William Harbord

Personal information
- Full name: William Edward Harbord
- Born: 15 December 1908 Manton, Rutland, England
- Died: 28 July 1992 (aged 83) Harrogate, Yorkshire, England
- Batting: Right-handed

Domestic team information
- 1929 to 1935: Yorkshire

Career statistics
| Competition | First-class |
| Matches | 21 |
| Runs scored | 512 |
| Batting average | 18.28 |
| 100s/50s | 1/1 |
| Top score | 109 |
| Balls bowled | 24 |
| Wickets | 0 |
| Bowling average | – |
| 5 wickets in innings | – |
| 10 wickets in match | – |
| Best bowling | – |
| Catches/stumpings | 9/0 |
- Source: Cricinfo, 5 June 2019

= William Harbord (cricketer) =

English cricketer

William Edward Harbord (15 December 1908 - 28 July 1992) played first-class cricket for Yorkshire County Cricket Club as an amateur player between 1929 and 1935. He also played once for Oxford University in 1930 and for the Marylebone Cricket Club (MCC) in 1934 and 1935. He appeared for Yorkshire's Second XI in the Minor Counties Championship competition between 1928 and 1933, and for a Minor Counties representative side in a non-first-class match in 1934.

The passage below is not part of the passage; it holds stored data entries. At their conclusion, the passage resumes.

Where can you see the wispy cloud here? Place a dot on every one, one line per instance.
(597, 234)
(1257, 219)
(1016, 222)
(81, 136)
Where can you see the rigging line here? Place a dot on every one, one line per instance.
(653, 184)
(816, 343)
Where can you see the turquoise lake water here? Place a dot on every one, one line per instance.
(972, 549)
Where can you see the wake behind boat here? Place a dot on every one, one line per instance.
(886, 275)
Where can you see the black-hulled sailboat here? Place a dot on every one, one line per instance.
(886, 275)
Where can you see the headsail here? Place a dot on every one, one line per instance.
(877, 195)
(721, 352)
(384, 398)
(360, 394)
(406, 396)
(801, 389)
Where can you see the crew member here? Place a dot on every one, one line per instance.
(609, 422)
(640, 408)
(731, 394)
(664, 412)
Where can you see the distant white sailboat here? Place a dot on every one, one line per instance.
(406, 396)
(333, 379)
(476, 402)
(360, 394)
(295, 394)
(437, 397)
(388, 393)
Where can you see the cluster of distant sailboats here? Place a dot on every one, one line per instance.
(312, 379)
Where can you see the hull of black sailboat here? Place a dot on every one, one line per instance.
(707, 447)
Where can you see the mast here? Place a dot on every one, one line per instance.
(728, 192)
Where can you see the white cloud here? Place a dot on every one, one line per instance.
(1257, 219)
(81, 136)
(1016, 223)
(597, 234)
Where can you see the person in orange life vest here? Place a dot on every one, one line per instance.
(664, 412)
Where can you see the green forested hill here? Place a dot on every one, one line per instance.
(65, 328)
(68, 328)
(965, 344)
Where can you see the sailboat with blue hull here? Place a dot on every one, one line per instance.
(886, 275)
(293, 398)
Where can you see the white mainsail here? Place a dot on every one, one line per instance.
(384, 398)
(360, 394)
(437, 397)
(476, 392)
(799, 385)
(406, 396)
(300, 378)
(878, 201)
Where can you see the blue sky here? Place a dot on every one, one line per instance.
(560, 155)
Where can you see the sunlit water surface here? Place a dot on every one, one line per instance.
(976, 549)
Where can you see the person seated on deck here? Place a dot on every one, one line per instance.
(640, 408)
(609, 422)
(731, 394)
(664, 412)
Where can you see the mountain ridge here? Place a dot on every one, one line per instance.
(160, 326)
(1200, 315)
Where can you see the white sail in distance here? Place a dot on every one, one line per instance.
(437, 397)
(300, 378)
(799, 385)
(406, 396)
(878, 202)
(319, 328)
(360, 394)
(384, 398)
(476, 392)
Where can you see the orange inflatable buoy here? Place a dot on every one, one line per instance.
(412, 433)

Born in Manton, Rutland, Harbord was a right-handed batsman, who scored 512 runs at 18.28 with his top score, his only century, 109, coming for Yorkshire against Oxford University in 1930. He also scored 63* against Cambridge University. He was one of the few Yorkshire players not born in the county in the years before the club lifted this restriction in 1992.

Harbord went on two international cricket tours: with H. M. Martineau's side to Egypt in 1934, and then with the official MCC side to the West Indies in 1934–35. Four Tests were played on that West Indies tour, but Harbord did not play in any of them, although he did appear in four other first-class matches there. He was twelfth man for the first two Tests, then interrupted his tour to take a private trip to Miami.

He served on the Yorkshire committee for many years, becoming a vice-president. His brother-in-law, John Atkinson-Clark, played eight games for Middlesex from 1930 to 1932.

Harbord was married and divorced twice. Each marriage produced two children. He was deputy chairman of John Smith's Brewery in Tadcaster.

He died in Harrogate, Yorkshire.
Harbord's great grandfathers include abolitionist and prison reformer Edward Harbord, 3rd Baron Suffield and Edward Wyndham Harrington Schenley.